Friday, November 30, 2007
So I’ve been inexplicably receiving Entertainment Weekly for a few weeks now. I didn’t order the thing, and god knows I didn’t pay for a subscription. But for some reason they keep sending it to me. I don’t know why. The last thing I want to read about is Oprah’s Youtube channel and Jack Black’s new hair color (youtube.com/oprah and blond, respectively, in case you wanted to know). But as it turns out, one can discover quite a bit about our culture from perusing the pages of magazines like EW.
A recent cover article, for instance, was about the Writers Guild of America strike. In case you didn’t know, screenwriters all over the country are on strike for a higher percentage of profits and, pretty soon, there will be nothing but re-runs on TV (daily shows have already ceased production) and movies in 2009 will be severely hindered. Reading the article, one got the impression that this event was disastrous on an epic level, second only to Armageddon, maybe. We might not get new episodes of “The Office” every week! Tina Fey is angry! Jon Stewart won’t be on to give us the real news! (Well, come to think of it, that actually is bad.) I was ready to build a fallout shelter and stock it with DVDs of “Arrested Development” by the time I was done reading.
Well, ok, I thought. That’s their beat. Someone’s got to report about celebrities. It is called Entertainment Weekly, after all. Nothing to be worried about.
But then I saw the front page of the New York Times, and then the BBC. Guess what was the leading story? The WGA strike.
Don’t we know that there’s a war going on? That 3,100 people were killed in Bangladesh this month by a cyclone? (That’s more than were killed on Sept. 11.) That Pakistan is under martial law? That Burmese monks were brutally put down after protesting an oppressive dictatorship? The world, as usual, is in chaos, and news outlets, including the University Daily Kansan (Nov. 8 and Nov. 15) are freaking out about television. Entertainment. Blame it on the media, and blame it on ourselves.
For example: A few weeks ago, I wrote an article that took a couple of half-serious potshots at the sacred cow of local music. Previous articles on Darfur, Iraq, and Holcomb power plants received little-to-no response, but this one set off a wave of mail, angry comments and letters to the editor, the amount of which I had never seen before. It didn’t bother me—some people didn’t understand the satire, apparently—but it only proved what I had hoped was not true. Our priorities are badly distorted.

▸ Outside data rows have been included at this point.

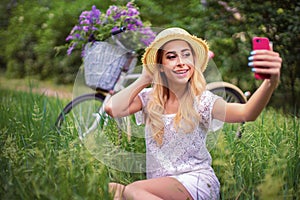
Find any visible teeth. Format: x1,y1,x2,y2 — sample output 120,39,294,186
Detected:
174,70,188,74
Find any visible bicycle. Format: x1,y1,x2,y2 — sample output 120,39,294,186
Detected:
55,27,247,140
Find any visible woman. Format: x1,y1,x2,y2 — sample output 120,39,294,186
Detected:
105,28,282,200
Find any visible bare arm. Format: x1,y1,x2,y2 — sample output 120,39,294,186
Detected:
105,70,152,117
213,50,282,122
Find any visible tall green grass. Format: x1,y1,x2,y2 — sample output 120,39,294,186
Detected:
0,89,300,199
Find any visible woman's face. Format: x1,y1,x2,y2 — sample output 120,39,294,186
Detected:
161,40,194,84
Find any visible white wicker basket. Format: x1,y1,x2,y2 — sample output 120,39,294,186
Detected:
84,42,136,91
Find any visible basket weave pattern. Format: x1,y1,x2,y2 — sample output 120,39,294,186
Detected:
84,42,134,91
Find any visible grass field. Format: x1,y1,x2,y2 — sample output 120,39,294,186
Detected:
0,82,300,199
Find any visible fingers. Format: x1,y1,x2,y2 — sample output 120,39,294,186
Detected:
248,50,282,75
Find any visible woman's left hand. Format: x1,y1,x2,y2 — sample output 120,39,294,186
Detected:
249,50,282,86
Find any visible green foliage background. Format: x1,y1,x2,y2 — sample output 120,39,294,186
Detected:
0,0,300,115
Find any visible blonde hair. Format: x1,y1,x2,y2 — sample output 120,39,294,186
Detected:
147,41,206,146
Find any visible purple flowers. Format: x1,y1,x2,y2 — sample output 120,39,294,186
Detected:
66,2,155,55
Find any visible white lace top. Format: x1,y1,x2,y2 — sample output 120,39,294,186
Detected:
139,88,220,178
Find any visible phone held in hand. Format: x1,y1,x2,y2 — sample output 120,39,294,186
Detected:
252,37,270,79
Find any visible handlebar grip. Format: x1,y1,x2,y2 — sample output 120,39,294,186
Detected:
111,26,126,35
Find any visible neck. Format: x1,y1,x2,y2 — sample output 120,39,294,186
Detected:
169,85,187,101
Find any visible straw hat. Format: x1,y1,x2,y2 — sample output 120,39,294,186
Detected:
142,27,209,74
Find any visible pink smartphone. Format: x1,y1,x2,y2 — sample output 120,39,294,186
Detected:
252,37,270,79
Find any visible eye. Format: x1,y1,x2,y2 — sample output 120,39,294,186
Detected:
167,54,177,60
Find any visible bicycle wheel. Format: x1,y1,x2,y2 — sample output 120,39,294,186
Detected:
55,93,108,139
206,82,247,103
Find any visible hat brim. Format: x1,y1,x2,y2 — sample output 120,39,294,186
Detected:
142,33,209,74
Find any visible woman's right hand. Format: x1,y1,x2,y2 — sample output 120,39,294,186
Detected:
140,67,153,84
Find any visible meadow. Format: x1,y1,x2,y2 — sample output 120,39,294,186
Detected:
0,85,300,199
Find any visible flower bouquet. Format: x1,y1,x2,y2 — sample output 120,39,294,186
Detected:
66,1,155,90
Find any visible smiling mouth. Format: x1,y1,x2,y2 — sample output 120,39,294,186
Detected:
173,69,189,74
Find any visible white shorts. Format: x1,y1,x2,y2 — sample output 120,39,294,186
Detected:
170,169,220,200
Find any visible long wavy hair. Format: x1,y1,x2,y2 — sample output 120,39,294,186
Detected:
147,41,206,146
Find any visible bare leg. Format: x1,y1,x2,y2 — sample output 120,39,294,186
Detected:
123,177,193,200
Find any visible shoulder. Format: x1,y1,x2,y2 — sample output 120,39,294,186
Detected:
197,90,221,102
138,88,152,106
195,90,221,113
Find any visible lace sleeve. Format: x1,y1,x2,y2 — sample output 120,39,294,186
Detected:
134,88,152,125
196,91,224,131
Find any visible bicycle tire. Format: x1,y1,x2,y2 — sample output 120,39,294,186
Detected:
206,82,247,103
55,93,105,138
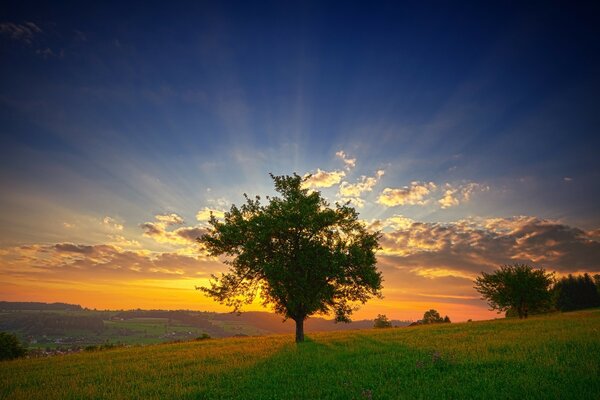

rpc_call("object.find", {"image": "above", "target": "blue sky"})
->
[0,2,600,318]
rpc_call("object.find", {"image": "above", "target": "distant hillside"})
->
[0,301,409,350]
[0,309,600,400]
[0,301,83,311]
[213,311,411,333]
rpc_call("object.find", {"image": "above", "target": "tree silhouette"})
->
[198,174,381,342]
[0,332,27,361]
[553,274,600,311]
[421,309,450,324]
[475,264,553,318]
[373,314,392,328]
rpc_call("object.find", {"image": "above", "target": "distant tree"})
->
[475,264,554,318]
[198,174,381,342]
[373,314,392,328]
[421,309,450,324]
[0,332,27,360]
[553,274,600,311]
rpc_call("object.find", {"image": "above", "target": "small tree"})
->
[373,314,392,328]
[0,332,27,360]
[198,174,381,342]
[422,309,448,324]
[475,264,554,318]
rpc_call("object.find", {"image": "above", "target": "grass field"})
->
[0,309,600,399]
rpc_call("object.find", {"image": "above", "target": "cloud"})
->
[381,216,600,277]
[339,170,385,197]
[35,47,65,59]
[0,243,222,280]
[337,170,385,207]
[140,214,206,247]
[377,182,437,207]
[335,150,356,171]
[0,22,42,44]
[102,217,123,231]
[154,213,183,226]
[196,207,225,222]
[304,168,346,188]
[438,188,460,208]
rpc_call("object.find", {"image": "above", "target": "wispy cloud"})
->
[102,217,123,231]
[335,150,356,171]
[0,22,42,45]
[196,207,225,222]
[438,182,490,209]
[377,182,437,207]
[381,216,600,276]
[338,170,385,207]
[304,168,346,188]
[140,214,206,245]
[0,243,220,281]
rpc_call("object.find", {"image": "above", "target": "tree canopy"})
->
[198,174,382,342]
[421,309,450,324]
[373,314,392,328]
[475,264,554,318]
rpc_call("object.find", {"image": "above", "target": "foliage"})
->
[0,309,600,400]
[553,274,600,311]
[198,174,381,341]
[373,314,392,328]
[475,264,553,318]
[0,332,27,360]
[421,309,450,324]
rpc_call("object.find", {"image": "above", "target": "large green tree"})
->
[198,174,381,342]
[475,264,554,318]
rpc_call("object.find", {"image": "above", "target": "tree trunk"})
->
[295,318,304,343]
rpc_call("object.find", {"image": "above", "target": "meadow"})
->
[0,309,600,399]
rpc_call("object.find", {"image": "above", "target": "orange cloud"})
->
[377,182,436,207]
[335,150,356,170]
[304,168,346,188]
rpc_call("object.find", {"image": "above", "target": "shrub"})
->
[0,332,27,360]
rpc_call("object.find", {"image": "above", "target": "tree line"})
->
[475,264,600,318]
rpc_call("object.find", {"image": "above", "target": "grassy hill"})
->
[0,309,600,399]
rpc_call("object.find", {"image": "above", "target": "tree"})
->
[0,332,27,360]
[421,309,448,324]
[475,264,554,318]
[553,274,600,311]
[198,174,381,342]
[373,314,392,328]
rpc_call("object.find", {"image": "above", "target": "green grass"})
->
[0,309,600,399]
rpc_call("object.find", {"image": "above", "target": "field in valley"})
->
[0,309,600,399]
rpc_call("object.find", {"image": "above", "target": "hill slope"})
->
[0,309,600,399]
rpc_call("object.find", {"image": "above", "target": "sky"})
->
[0,1,600,321]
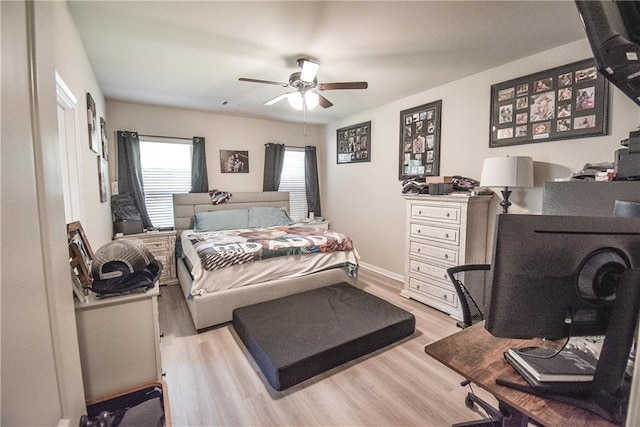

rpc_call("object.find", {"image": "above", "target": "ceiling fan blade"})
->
[264,92,291,105]
[318,94,333,108]
[318,82,369,90]
[238,77,289,87]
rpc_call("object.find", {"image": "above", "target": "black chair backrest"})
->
[447,264,491,328]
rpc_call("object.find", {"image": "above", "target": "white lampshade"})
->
[480,156,533,187]
[287,91,320,110]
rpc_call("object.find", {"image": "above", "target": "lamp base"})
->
[500,187,511,214]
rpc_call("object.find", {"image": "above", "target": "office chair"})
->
[447,264,505,427]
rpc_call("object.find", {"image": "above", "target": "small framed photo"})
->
[220,150,249,173]
[87,92,100,154]
[398,100,442,180]
[100,117,109,161]
[336,121,371,164]
[489,59,609,148]
[98,156,108,203]
[67,221,93,292]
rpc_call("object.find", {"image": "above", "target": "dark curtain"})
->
[118,131,152,228]
[262,143,284,191]
[190,136,209,193]
[304,145,322,216]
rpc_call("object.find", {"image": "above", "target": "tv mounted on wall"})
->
[575,0,640,105]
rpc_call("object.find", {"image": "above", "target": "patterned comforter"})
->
[189,227,353,271]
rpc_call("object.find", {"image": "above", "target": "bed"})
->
[173,192,359,331]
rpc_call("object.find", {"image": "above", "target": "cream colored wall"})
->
[53,2,112,251]
[107,101,326,192]
[321,40,640,277]
[0,1,86,426]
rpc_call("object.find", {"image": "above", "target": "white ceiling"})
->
[69,1,585,124]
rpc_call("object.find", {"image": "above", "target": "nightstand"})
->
[292,220,329,230]
[115,230,178,285]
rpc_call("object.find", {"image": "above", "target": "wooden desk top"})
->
[424,322,615,427]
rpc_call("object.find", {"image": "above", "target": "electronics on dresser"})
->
[614,131,640,180]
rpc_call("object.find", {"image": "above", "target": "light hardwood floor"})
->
[159,268,495,427]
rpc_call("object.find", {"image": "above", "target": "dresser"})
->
[116,230,178,285]
[400,195,493,320]
[75,285,162,399]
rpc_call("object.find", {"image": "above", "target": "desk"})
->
[424,322,615,427]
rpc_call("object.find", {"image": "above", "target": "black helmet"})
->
[91,239,162,294]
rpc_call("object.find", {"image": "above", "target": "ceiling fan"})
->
[239,58,369,110]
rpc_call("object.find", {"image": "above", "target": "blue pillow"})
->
[193,209,249,231]
[249,207,293,228]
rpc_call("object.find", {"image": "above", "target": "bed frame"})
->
[173,191,357,331]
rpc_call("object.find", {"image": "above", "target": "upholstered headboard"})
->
[173,191,289,238]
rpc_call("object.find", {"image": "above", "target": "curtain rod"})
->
[138,133,193,141]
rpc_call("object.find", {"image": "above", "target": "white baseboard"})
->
[359,262,404,283]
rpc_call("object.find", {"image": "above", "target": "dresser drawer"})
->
[411,205,460,224]
[411,224,460,246]
[409,240,458,265]
[409,259,450,283]
[409,277,458,308]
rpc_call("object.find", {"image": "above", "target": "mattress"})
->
[233,282,415,391]
[181,230,360,295]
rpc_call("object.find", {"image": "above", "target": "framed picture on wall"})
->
[98,156,108,203]
[398,100,442,180]
[100,117,109,160]
[67,221,93,288]
[220,150,249,173]
[489,59,609,148]
[336,122,371,164]
[87,92,100,153]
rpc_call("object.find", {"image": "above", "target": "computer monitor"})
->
[486,215,640,339]
[575,0,640,105]
[485,215,640,422]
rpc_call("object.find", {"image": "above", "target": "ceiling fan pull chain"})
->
[302,101,307,137]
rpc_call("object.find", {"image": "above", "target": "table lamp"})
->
[480,156,533,214]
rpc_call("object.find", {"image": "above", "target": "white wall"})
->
[53,2,112,251]
[322,40,640,277]
[107,101,325,192]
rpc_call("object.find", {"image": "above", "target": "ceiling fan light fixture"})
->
[287,91,302,110]
[300,59,320,83]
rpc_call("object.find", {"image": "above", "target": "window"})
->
[278,147,307,221]
[140,139,193,227]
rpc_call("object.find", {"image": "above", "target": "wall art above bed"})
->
[336,122,371,164]
[398,100,442,180]
[220,150,249,173]
[489,59,609,148]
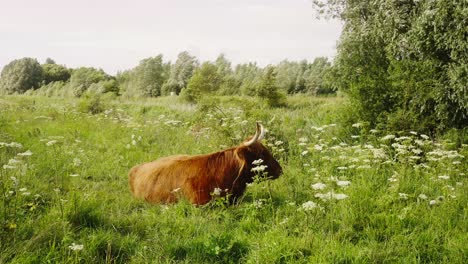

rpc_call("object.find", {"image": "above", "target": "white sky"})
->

Don’t get me wrong. I like TV as much as anyone else. I am an apathetic college student, and I share the blame. I want to be entertained. I’ll even entertain myself with songs about the pathetic irony of that attitude, like “Smells Like Teen Spirit.” So if this article doesn’t apply to you, then I am very glad. But I expect this self-examination will find some empathy within the KU community.
I’m not going to make any cliché comparisons between the “good old days” of Ward and June Cleaver versus the mad United States of iPod in 2007. Maybe it was better back then, but odds are that it really wasn’t. Even so, it still doesn’t justify this contemporary “entertain me” mentality, nor does the fact that most all of us are guilty at one time or another. Has college become just an exercise in killing time? An adventure in missing the point? Football and beer seem to have a higher place on the hierarchy than community and altruism. We work hard for our classes and at our jobs, but hardly any of us actually take a moment to comprehend the rampant materialism that silently governs how we live and the media messages that reinforce it.
But I think that perhaps this TV pseudo-blackout will be good for us. Maybe we’ll be forced to, god forbid, watch the real news now. Read newspapers. Perhaps a book? Maybe that’s pushing it. Book on tape, anybody?
Petterson is a Prairie Village junior in English.